# Drilling cleanly



## mnelectrician (Dec 1, 2008)

Have an apprentice do it. Lol


----------



## Big John (May 23, 2010)

Drill through a wad of wet paper towels. It'll work for small holes in a pinch.

-John


----------



## BBQ (Nov 16, 2010)

Johns way is great for a few, if you have to do a ton go this route

https://www.google.com/search?hl=en...pw.r_qf.&fp=a07e9d1e0f746f10&biw=1152&bih=691


----------



## Yonkersliving (Jul 17, 2009)

I was the apprentice. Now I have to do it myself


----------



## electricalwiz (Mar 12, 2011)

I use small plastic cups. They are good for about a dozen holes then you will need a new cup.
Assuming you are talking about just setting anchors


----------



## Bbsound (Dec 16, 2011)

Use the rubber cups that hilti sells


----------



## Yonkersliving (Jul 17, 2009)

My boss is cheap enough said


----------



## erics37 (May 7, 2009)

Just clip a force field emitter on your belt.


----------



## Aegis (Mar 18, 2011)

This is the pro way.


----------



## WIElectric (Feb 21, 2012)

erics37 said:


> Just clip a force field emitter on your belt.


I prefer using the force.


----------



## erics37 (May 7, 2009)

WIElectric said:


> I prefer using the force.


Honestly if we're talking about drilling holes cleanly a condom is the safe way.


----------



## Yonkersliving (Jul 17, 2009)

There is no clean way to do it.
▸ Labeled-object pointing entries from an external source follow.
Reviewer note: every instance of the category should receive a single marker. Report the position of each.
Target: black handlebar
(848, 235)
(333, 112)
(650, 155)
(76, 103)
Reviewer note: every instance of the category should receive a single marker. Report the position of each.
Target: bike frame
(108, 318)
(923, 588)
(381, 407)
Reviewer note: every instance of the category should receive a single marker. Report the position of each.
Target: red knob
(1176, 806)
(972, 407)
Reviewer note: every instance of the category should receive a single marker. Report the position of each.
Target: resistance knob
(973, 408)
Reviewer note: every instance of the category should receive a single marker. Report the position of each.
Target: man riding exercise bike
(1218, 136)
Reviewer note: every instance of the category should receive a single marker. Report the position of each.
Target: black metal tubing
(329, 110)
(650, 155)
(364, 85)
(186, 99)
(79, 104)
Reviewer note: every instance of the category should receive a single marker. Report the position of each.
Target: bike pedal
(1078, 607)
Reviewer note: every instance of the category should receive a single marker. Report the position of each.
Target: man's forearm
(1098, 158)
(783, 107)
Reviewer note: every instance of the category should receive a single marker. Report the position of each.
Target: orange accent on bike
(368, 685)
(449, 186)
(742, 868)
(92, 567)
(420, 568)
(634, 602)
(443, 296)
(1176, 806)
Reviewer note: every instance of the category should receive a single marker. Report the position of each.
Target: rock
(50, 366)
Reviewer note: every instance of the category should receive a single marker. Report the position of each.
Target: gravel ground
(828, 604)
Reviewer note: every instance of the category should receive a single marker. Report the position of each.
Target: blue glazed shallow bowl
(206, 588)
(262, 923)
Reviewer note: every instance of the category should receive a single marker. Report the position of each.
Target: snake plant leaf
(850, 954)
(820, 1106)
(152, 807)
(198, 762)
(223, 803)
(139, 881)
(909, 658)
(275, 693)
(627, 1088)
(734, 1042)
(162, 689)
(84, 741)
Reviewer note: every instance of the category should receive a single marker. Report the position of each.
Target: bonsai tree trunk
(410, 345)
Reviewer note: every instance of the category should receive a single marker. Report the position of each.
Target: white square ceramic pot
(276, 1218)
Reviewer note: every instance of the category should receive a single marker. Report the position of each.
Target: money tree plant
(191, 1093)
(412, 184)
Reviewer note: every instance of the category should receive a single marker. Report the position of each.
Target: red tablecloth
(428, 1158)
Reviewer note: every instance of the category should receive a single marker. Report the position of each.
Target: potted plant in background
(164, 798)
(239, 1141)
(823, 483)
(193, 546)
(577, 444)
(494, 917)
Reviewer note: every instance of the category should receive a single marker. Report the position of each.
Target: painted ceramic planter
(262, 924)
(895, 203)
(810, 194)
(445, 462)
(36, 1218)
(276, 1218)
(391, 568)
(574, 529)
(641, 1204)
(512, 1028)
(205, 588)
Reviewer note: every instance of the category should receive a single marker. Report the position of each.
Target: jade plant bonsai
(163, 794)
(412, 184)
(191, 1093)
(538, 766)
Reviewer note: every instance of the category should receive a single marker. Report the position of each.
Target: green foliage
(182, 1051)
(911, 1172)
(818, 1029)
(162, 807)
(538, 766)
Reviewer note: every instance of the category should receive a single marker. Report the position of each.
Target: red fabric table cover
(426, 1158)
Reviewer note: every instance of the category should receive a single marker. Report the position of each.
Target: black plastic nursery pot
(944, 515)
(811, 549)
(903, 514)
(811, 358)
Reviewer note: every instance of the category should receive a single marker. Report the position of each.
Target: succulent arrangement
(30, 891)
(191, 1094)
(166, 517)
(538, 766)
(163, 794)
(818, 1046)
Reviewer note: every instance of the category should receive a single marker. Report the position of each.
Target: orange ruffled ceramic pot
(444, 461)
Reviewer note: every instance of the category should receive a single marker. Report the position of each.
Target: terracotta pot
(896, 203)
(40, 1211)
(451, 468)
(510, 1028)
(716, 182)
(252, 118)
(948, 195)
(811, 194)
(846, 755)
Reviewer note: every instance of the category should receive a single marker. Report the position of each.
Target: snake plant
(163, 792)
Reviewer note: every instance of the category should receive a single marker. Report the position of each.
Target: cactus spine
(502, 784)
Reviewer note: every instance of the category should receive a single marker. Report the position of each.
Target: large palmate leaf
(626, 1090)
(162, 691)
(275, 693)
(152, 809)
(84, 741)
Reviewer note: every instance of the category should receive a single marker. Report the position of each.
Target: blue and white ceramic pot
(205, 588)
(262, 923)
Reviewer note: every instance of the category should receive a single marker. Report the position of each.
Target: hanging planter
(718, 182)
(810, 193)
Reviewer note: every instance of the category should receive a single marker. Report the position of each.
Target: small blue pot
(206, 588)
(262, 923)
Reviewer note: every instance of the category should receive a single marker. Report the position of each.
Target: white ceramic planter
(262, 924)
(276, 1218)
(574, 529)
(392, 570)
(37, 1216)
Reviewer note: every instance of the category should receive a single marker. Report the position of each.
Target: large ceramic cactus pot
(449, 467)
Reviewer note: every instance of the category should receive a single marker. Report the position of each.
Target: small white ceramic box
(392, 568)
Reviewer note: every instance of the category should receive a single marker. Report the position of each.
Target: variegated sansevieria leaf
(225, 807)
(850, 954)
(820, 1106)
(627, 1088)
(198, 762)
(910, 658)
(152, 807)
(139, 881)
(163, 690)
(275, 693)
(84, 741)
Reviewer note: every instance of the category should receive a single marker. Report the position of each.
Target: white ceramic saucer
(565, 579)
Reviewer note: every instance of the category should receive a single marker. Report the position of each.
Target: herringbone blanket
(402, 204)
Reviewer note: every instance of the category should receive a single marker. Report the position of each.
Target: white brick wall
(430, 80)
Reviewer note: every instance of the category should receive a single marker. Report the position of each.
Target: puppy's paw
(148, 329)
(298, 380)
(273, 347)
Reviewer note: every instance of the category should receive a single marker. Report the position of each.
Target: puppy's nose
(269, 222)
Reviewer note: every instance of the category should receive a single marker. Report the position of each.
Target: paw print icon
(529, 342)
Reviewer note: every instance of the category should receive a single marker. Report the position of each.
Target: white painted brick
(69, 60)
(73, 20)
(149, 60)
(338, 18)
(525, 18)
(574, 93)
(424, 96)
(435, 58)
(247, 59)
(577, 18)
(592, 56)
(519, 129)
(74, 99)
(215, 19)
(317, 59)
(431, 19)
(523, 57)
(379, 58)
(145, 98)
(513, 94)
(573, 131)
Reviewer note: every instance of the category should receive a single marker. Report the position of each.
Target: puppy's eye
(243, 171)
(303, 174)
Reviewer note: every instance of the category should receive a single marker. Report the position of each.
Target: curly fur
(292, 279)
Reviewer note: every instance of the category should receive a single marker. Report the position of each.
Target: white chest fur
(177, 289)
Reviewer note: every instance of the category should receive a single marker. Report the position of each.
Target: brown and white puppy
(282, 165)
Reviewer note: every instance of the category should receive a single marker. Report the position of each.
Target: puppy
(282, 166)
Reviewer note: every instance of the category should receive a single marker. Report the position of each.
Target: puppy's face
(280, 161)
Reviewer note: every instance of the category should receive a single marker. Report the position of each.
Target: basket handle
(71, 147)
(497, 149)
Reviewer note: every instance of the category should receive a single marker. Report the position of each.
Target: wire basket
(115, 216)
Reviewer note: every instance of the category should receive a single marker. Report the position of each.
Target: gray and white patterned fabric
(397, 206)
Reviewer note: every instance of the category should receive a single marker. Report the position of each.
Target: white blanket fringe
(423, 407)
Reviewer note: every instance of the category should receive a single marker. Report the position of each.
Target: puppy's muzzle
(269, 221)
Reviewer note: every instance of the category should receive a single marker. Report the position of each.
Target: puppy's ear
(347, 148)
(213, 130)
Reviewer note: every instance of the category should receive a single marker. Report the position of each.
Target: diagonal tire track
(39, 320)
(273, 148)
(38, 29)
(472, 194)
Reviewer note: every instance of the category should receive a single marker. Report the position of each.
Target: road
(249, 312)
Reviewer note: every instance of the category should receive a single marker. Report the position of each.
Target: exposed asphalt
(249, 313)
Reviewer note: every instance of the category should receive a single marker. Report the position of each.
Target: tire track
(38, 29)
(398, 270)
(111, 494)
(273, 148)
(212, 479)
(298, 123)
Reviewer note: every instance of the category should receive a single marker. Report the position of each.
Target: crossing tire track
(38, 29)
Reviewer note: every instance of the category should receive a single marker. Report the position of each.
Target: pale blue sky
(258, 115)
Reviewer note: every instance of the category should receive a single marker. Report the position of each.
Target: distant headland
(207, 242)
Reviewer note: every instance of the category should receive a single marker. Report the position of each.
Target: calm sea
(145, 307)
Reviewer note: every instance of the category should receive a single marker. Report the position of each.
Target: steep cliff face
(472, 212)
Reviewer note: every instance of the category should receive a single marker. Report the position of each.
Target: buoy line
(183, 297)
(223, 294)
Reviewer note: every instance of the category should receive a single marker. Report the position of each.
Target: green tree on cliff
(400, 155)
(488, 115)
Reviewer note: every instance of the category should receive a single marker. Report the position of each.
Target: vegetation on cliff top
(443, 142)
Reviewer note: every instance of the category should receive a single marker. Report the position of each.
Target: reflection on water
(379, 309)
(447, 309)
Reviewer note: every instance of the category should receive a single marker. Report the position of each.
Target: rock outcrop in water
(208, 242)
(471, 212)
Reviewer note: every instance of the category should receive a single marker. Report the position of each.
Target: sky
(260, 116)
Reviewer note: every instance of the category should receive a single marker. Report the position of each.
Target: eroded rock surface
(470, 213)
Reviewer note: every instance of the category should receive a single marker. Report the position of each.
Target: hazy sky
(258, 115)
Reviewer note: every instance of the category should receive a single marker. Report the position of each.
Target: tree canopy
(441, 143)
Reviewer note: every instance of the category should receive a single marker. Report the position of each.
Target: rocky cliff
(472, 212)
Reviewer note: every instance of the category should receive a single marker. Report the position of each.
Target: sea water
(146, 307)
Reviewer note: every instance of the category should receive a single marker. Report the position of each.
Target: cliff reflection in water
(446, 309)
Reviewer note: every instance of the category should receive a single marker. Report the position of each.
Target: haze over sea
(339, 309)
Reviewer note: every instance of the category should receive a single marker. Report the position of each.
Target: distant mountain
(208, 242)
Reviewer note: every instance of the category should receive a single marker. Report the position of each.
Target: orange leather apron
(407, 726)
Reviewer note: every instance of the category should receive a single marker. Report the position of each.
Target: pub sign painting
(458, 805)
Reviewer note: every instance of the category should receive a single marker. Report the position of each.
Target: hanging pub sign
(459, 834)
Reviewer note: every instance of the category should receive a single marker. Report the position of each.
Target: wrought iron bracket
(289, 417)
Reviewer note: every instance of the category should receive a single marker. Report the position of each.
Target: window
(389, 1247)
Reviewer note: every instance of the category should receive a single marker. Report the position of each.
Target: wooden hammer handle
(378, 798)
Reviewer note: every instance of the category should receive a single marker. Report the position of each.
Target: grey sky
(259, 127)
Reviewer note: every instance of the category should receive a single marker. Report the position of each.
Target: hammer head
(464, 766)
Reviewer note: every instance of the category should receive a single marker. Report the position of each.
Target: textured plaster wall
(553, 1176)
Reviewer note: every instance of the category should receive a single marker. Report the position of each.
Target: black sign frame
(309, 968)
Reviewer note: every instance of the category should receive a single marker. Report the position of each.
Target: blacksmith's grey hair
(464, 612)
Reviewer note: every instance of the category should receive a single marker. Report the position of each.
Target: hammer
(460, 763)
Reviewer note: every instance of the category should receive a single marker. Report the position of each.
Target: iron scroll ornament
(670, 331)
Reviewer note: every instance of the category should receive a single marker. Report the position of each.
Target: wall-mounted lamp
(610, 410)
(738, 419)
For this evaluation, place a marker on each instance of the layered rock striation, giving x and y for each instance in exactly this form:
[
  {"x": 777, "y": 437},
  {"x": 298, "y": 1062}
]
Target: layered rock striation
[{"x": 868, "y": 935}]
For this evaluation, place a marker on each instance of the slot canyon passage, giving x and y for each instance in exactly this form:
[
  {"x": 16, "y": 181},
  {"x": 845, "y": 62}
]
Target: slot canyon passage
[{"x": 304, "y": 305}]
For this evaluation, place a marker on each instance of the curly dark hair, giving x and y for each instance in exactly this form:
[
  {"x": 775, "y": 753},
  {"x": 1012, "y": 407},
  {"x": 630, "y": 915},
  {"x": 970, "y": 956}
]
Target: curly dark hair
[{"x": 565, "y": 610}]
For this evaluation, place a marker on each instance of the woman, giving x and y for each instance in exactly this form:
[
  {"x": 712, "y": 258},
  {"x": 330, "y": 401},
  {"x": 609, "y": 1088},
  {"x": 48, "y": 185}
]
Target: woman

I've tried all types and they don't work. So I just face away and try to stay clean


----------



## MollyHatchet29 (Jan 24, 2012)

Poke a hole in a dust mask, put it around the drill and hopefully it'll help. This is purely a MacGuyvered guess, so don't blame me if it doesn't work. If not, get another dust mask for your face.


----------